Minority rights are diminished and threatened by the leading force of populism, and it is detrimental for democracy. Sisk argues that “In many contexts, minority rights are particularly threatened in such polarized societies, as populism of the Left or Right and new nativist tendencies undermine internationally validated rights about minorities, migrants, and other vulnerable populations.” The form of populism is a threat to democracy because the power distribution is unequal between ordinary people and elites and such distribution is also apply to authoritarianism. Also, from the view of Sisk about the election in Sweden, Sweden government also has the polarization of party that only a single party hold the majority vote that represents specific one social and ethnic group and the electoral process is predictable. Therefore, not only the ordinary people lost their voice of having a discussion about domestic policies with the elite, but also the minority groups’ needs are off the agenda as well.

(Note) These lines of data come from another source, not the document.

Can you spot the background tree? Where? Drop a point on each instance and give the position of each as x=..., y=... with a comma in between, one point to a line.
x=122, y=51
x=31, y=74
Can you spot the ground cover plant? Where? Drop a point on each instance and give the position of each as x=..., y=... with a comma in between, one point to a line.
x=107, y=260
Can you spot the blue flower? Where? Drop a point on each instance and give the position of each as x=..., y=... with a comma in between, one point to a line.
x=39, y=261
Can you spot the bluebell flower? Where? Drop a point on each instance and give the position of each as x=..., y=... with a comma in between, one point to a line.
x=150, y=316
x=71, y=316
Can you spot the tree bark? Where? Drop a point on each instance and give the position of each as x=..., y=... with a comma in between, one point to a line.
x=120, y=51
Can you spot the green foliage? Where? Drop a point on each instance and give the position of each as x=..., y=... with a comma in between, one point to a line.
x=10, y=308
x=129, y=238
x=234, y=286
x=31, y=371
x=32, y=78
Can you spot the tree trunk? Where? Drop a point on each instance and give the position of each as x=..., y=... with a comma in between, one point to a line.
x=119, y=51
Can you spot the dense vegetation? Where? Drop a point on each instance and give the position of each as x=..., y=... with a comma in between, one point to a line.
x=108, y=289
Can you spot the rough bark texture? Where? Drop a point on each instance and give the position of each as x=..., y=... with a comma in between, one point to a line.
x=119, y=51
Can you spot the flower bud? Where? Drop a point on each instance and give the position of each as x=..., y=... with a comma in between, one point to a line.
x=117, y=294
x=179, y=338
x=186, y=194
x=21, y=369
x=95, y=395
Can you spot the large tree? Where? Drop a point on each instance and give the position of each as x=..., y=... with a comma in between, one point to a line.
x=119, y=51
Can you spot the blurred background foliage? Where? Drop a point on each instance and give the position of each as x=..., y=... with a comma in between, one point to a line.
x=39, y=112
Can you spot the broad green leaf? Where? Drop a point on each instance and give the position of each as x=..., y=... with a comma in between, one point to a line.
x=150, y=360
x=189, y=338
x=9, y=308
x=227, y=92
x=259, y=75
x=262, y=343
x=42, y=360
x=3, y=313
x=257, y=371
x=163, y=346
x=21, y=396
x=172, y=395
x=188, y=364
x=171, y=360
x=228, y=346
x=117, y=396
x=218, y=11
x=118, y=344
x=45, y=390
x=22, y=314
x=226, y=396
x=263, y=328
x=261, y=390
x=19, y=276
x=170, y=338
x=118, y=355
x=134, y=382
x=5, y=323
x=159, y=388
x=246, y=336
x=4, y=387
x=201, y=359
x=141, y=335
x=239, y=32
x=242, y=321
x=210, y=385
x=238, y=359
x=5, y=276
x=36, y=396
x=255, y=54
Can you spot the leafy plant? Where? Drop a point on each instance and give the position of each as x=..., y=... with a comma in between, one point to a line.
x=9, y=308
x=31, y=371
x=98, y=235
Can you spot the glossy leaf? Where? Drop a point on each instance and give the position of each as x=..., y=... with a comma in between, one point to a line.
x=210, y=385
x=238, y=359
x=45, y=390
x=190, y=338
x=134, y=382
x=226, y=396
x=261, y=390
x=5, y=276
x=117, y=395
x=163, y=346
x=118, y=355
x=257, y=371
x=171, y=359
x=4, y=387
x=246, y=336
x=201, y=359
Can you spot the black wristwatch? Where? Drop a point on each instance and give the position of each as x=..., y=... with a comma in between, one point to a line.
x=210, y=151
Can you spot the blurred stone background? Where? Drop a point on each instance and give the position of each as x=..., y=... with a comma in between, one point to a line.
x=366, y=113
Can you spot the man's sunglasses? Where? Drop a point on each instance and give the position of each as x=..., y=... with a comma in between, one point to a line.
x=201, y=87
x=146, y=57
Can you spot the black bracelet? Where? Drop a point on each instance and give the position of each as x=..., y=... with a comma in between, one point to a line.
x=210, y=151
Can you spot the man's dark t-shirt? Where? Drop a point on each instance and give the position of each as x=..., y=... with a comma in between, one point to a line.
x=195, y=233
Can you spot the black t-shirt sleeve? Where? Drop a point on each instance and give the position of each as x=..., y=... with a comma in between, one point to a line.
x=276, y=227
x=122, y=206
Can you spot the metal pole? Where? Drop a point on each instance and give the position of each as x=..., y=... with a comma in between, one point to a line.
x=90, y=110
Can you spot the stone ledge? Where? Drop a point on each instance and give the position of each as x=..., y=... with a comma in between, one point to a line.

Such unequal right leads the polity of Sweden to authoritarianism that only the elites are eligible to make policies while others’ political participation is diminished along with elite control.
The neglect of ordinary people’s political participation is only the start of the story for democracy backsliding. Furthermore, such elite control is also leading to domestic conflict among ethnic groups. From the findings of the US 2016 presidential election shows that the presidency is won in a campaign strategy featuring explicit and impolitic ethnonationalist appeals. The racial division is enlarged through having populism and it is problematic. In the study of polarization, Greene argues that people are in nature of ethnocentrism and they are likely to generate prejudice, which believes people within the group and being skeptical to the outgroup members. In that sense, democracy integrates people in different groups by promising that they have the same rights to speak for themselves and their groups. However, with democracy backsliding having single ethnic group representation, such ethnic or group division will become larger and more separate, and by the time with the problem unsolved, the grievance of other groups toward the leading group will become more and finally leads to conflict or even coup.
Electoral system matters a lot for democracy because it allows people to speak for themselves and participate in the policymaking process and having a suitable electoral system that can present all citizens in different categories is important. Proportional representation system seeks to match vote share to seat share, and it might be the key to manage political populism and polarization. Sartori mentions that having a democratic electoral system is crucial for having all citizens to have equal political participation. As Sisk mention about the advantage of PR system and how does it apply to democracy, “without grossly oversimplifying complex literature, there remain good reasons to consider overall proportionality, and thus some form of PR, for electoral systems in giving ‘voice’ to political extremism.” For example, In the Netherlands, proportional representation contributes to managing the social pressures and associated grievances which populist extremist exploit in March 2017 elections. However, it doesn’t mean that the PR system can solve the problem of populism at all. There are still problems exist about populism that remains a threat to democracy such as India election that in 2014, the BJP won 282 seats in the Lok Sabha, the largest majority commanded by a single party in 30 years… a reflection of the popularity of its leader Modi, who became Prime Minister, and who will be seeking reelection this year.
Consequently, through the lens of the election of Sweden, populism, and polarization is a threat to democracy by diminishing minority people’s political participation and only a specific social or ethnic group take control over the society and set the agenda. Some scholars argue that PR might be the solution to deal with the negative effects of populism and help minority people to gain their political rights again. However, the effectiveness remains as a question that some countries even have a PR system but still facing populism in their elections.
Greene, Joshua. 2013. Moral Tribes: Emotion, Reason, and the Gap Between Us and Them. New York: The Penguin Press. Introduction and Part 1.
Suri, Manveena, and Swati Gupta. “India Election 2019: The Key Statistics.” CNN, Cable News Network, 11 Mar. 2019, www.cnn.com/2019/02/16/asia/india-election-numbers-intl/index.html.
Sartori, Giovanni. Political Development and Political Engineering. Indiana University, 1967.